While the retirement age has been set at 65, many Americans are working past the traditional retirement age in order to enjoy a more financially secure future.
In the second quarter of 2017, more than 18% of people ages 65 and older were still working at least part-time, according to Bureau of Labor Statistics data.
So what can you do now to bolster your nest egg? Here are the top tips from retirees to help you thrive after you stop working.
More than 36% of retirees advised people planning to retire to start planning today, according to the MoneyTips survey. Many experts agree it is never too early to start stashing cash away. In fact, the Trump administration even debated adjusting the 401(k) “catch-up” contribution threshold for those over the age of 50, in order to encourage Americans to start saving earlier. They ultimately decided to leave it untouched for now.

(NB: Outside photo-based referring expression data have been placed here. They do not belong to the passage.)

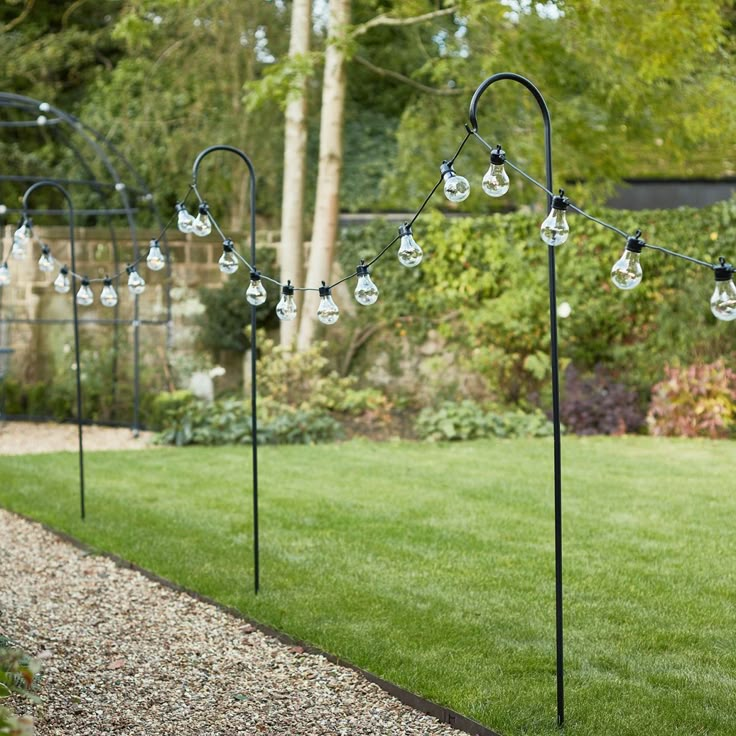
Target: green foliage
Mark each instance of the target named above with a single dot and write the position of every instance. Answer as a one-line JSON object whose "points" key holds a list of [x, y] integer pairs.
{"points": [[597, 83], [694, 401], [482, 292], [433, 567], [465, 420], [17, 675], [228, 422], [225, 322], [301, 400]]}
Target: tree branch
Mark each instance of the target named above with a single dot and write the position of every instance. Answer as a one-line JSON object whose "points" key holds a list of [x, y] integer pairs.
{"points": [[387, 20], [408, 80], [16, 21]]}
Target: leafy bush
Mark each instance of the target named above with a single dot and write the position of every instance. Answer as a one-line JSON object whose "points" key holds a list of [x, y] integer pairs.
{"points": [[228, 422], [224, 324], [483, 287], [694, 401], [466, 420], [598, 404], [17, 675]]}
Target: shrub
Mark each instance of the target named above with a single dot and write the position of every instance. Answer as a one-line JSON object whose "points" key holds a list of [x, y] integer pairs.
{"points": [[598, 404], [695, 401], [228, 421], [466, 420]]}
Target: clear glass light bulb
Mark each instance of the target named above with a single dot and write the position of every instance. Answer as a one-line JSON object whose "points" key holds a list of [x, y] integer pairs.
{"points": [[328, 312], [626, 272], [723, 301], [46, 261], [496, 181], [85, 297], [21, 241], [286, 308], [202, 225], [410, 254], [457, 188], [228, 262], [136, 284], [62, 283], [366, 292], [184, 220], [108, 297], [555, 229], [255, 294], [155, 259]]}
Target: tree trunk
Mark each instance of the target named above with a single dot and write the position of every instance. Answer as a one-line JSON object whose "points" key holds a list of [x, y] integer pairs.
{"points": [[291, 249], [326, 212]]}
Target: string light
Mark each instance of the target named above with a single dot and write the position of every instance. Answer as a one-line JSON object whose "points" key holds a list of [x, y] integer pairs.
{"points": [[62, 283], [626, 272], [457, 188], [410, 254], [496, 181], [22, 239], [228, 260], [255, 294], [723, 301], [555, 229], [185, 222], [155, 259], [46, 261], [108, 297], [328, 312], [366, 292], [85, 297], [286, 308], [136, 284], [202, 225]]}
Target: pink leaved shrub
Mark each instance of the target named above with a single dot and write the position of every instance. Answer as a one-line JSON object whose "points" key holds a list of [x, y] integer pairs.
{"points": [[694, 401]]}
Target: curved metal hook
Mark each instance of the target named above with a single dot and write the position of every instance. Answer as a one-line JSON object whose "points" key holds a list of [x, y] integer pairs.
{"points": [[473, 115], [65, 194], [232, 149], [253, 336]]}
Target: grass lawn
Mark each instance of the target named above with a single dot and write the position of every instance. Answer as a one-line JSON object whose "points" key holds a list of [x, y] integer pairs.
{"points": [[433, 565]]}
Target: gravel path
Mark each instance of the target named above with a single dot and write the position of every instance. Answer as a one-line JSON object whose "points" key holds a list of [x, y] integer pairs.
{"points": [[124, 655]]}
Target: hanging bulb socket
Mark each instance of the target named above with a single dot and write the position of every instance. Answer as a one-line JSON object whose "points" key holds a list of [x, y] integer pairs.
{"points": [[328, 312], [286, 308], [228, 262], [723, 300], [457, 188], [634, 244], [724, 271], [255, 294], [560, 201], [410, 254], [498, 156], [366, 292], [136, 284]]}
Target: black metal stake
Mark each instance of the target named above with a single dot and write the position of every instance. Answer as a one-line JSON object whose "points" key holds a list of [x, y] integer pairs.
{"points": [[253, 355], [77, 356], [554, 357]]}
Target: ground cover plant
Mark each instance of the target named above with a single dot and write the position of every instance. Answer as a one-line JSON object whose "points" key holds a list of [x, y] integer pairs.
{"points": [[434, 569]]}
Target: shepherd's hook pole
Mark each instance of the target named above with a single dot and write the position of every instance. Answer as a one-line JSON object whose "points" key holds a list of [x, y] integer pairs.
{"points": [[254, 419], [70, 206], [554, 355]]}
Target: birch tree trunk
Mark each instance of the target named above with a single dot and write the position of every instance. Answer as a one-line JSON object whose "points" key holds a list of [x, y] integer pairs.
{"points": [[326, 211], [291, 248]]}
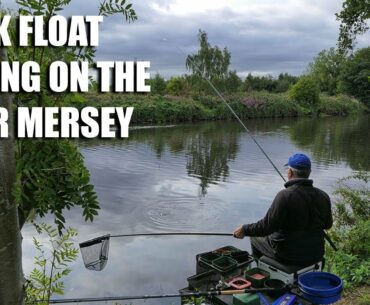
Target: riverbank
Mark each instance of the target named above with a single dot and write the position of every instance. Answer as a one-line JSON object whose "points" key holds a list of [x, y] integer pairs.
{"points": [[158, 109]]}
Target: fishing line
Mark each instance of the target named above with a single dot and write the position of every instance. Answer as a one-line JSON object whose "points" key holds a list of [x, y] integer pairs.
{"points": [[160, 296], [244, 126], [232, 111]]}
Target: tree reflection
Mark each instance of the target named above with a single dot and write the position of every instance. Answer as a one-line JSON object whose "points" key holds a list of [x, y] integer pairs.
{"points": [[335, 139], [209, 152]]}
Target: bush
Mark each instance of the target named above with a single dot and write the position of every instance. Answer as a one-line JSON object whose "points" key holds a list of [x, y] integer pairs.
{"points": [[158, 85], [306, 92], [175, 85], [339, 105], [355, 76], [351, 231]]}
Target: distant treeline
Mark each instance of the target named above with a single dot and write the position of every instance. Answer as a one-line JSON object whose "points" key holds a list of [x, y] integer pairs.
{"points": [[335, 84]]}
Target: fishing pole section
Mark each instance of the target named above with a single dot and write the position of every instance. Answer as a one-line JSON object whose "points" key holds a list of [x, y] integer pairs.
{"points": [[95, 251], [197, 294]]}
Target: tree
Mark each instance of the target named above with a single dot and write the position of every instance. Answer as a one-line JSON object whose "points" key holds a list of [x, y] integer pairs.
{"points": [[355, 76], [11, 274], [353, 18], [48, 176], [209, 62], [326, 68], [158, 84], [306, 92]]}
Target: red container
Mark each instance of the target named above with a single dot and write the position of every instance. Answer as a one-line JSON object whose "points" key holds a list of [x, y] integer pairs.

Start planning now was followed closely by “save more than you think you need” (28.7%). As previously reported by FOX Business, it is not enough to simply keep up with the pace of inflation, individuals should aim to save 2% to 3% above the inflation rate on a regular basis.
Take care of your health (26%) was the third most popular recommendation among retirees, who tended to underestimate how unhealthy they would be as they got older.
Among those families on the lower-income end of the spectrum, making below $30,000 per year, the guidance to save more dominated among current retirees. For those with higher incomes, between $100,000 and $150,000, being vigilant about health was of utmost importance.
While only 16.3% of people reported being able to retire early thanks to strong finances, nearly 40% said they had to leave their jobs because they were fired, or had health or family issues to tend to.